Use multiple initial conditions per I value: one near the resting fixed point (e.g., V = −1.2, w = −0.6 in FHN) and one in the "firing" zone (V = 1.5, w = 0.5). For each, integrate long enough (~1000 time units) and record the asymptotic max/min of V. If both initial conditions converge to different attractors at the same I, the system is bistable. Additionally, scan I in both increasing and decreasing directions — if the resulting curves differ, hysteresis is present (subcritical bifurcation). True unstable branches require numerical continuation (XPPAUT, AUTO).
🔍 Why: Single initial condition finds only one attractor. In bistable parameter regions, the result depends entirely on which basin of attraction the initial condition falls in.
Defining the bifurcation point as the I value where the neuron "first fires" in a noisy simulation.

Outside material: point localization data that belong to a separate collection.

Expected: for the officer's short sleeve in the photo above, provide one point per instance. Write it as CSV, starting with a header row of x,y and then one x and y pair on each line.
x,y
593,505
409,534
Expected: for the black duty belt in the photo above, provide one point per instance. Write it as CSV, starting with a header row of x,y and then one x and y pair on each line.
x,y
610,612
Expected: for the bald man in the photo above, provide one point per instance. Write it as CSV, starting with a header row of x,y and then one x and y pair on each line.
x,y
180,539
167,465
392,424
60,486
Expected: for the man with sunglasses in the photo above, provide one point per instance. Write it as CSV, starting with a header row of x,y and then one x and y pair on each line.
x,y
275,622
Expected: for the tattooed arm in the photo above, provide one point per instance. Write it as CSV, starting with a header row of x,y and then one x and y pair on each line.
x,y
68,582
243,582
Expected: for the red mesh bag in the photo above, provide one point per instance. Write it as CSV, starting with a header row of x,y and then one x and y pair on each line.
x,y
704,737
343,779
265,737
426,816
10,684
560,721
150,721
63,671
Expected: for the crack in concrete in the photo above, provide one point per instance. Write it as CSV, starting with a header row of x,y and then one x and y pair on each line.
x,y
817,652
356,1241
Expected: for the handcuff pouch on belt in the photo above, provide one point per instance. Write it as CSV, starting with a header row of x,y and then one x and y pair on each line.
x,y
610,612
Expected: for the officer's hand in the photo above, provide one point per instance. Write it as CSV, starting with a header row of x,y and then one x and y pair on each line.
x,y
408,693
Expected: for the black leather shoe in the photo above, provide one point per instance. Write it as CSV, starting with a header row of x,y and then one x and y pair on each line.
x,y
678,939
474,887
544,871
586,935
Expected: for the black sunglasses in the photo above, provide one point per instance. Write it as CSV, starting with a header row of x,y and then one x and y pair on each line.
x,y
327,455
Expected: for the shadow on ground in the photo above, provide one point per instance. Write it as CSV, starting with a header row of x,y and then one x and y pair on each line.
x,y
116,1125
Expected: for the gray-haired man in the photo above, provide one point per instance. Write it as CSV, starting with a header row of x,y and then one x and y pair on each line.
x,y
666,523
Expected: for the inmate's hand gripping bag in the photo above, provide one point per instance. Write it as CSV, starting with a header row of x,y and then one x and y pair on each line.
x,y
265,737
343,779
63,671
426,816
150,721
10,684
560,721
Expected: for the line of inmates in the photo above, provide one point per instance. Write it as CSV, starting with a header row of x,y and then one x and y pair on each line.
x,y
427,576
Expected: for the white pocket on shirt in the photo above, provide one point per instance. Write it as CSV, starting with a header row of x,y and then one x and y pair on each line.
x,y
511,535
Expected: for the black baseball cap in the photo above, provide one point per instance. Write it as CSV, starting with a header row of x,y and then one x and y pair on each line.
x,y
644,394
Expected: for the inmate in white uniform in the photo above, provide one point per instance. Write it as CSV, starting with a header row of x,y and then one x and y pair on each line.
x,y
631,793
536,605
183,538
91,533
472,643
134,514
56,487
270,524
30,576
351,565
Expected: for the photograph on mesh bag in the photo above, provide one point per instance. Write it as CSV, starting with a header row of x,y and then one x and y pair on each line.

The bifurcation point is a property of the deterministic ODE system: SN condition = ∂f/∂V = 0 simultaneously with f = 0; Hopf condition = Tr(J) = 0 with Det(J) > 0. In a noisy simulation, the neuron can fire at any I due to noise-induced crossings — the stochastic "threshold" is diffuse and I-dependent, not a sharp bifurcation point. The stochastic threshold ≠ deterministic bifurcation point. Always compute the bifurcation point analytically or via continuation on the deterministic system; report the stochastic threshold separately.
🔍 Why: In noisy simulations, the first spike occurs randomly below the deterministic bifurcation — conflating these gives incorrect bifurcation point estimates.